In this large cohort study from a single geographic region, we documented a prevalence of atypical polycystic kidney disease by imaging of 8.8% (46/543) which is very similar to that reported in the discovery cohort used for the Mayo Clinic Imaging Classification.10 In the original report, patients with atypical patterns were excluded from subsequent analyses. Compared to patients with typical imaging patterns, patients with atypical imaging patterns were older, and less likely to have a family history of ADPKD, a detectable PKD1 or PKD2 mutation, or progression to CKD stage 3 or stage 5. Thus, patients with atypical polycystic kidney disease by imaging have an excellent prognosis with a very low risk for ESKD. Failure to appropriately identify patients with atypical patterns and invalid Mayo Clinic Imaging Classification can lead to erroneous CKD risk stratification. If unrecognized as atypical, 41% of our patients with atypical kidney imaging patterns would have been misclassified as being at high risk for progression to ESKD (i.e., Mayo Clinic Imaging Class 1C-1E).
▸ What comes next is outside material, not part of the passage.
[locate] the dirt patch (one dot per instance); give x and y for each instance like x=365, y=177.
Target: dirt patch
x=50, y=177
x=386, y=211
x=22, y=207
To fully capture all observed atypical kidney imaging patterns, we added two additional patterns to the Mayo Clinic Imaging Classification. Firstly, a "segmental sparing” pattern, characterized by bilateral and diffuse cystic disease with sparing of one pole of one or both kidneys, which is relatively common (i.e., 5/46 or 10.9%) in this study. Secondly, a “mild lopsided” pattern, where 15–49% of TKV is attributable to 2–5 cysts (similar to the “lopsided” pattern where ≥ 50% of TKV is attributable to 2–5 cysts); it is the most common atypical imaging pattern in our cohort (i.e., 20/46 or 43.5%). Both of these patterns were strongly associated with the clinical and genetic features of atypical polycystic kidney disease, namely low probability of a positive family history, low probability of a detectable mutation, or slowly progressive kidney disease.
Forty-five of the 46 patients with atypical polycystic kidney disease (1 unilateral, 10 asymmetrical, 29 lopsided, and 5 segmental sparing) showed complete sparing of cystic disease with normal parenchyma in one or more parts of the kidneys. Sparing of multiple portions of the kidney is a common finding (40/46 or 87.0% in this cohort) and is suspicious of somatic mosaicism.14,15 Mosaicism refers to the occurrence of two genetically distinct cell populations within an individual, due to the somatic mutation of a single pluripotent stem cell during embryogenesis or development.16,17 Due to dilution and variable involvement of the affected cells, a mosaic individual with ADPKD often presents with de novo cystic kidney disease with atypical imaging (i.e. focal, unilateral, or asymmetrical) patterns, as exemplified by the proband of TOR135 we previously reported.18 However, diagnosis of mosaicism is technically challenging and frequently missed by Sanger sequencing, which is frequently used for ADPKD, due to dilution of the mutation signal from the admixture of normal and mutant cells – a difficulty that can be overcome by next-generation sequencing with high-read depth.19 Indeed, by using next-generation sequencing, a recent study of 387 PKD1 and PKD2 mutation-negative patients with ADPKD identified 20 PKD1 somatic mosaics, with at least 6 of them displaying atypical kidney imaging patterns.15 In addition to somatic mosaicism, PKD2 (n = 5) and PKD1 non-truncating (n = 3) mutations, which are typically associated with mild cystic kidney disease, were found in 8 of 9 (88.9%) mutation-positive patients with atypical imaging patterns in our study. Next-generation sequencing for mutation screening of additional genes, such as PRKCSH, GANAB, ALG8, ALG9, SEC61B, SEC63, DNAJB11, and HNF1B, which may be associated with mild or atypical polycystic kidney disease, may allow for further elucidation of the genetic causes of atypical polycystic kidney disease by imaging.14
In conclusion, 8.8% of a large cohort of patients with ADPKD displayed atypical polycystic kidney disease by imaging. Compared to patients with typical kidney imaging patterns, they were older, and less likely to have a family history of ADPKD, a detectable mutation in PKD1 and PKD2, or progression to advanced CKD. The causes of atypical polycystic kidney disease by imaging are heterogeneous and may include somatic mosaicism, mild disease associated with PKD1 non-truncating or PKD2 mutations, as well as mutations in other cystic disease genes. Lack of identification of atypical imaging patterns can lead to inappropriate risk stratification. Elucidating the genetic causes of atypical polycystic kidney disease by imaging by next-generation sequencing will advance our understanding of this clinical syndrome and help clinicians counsel patients on the most appropriate management strategy.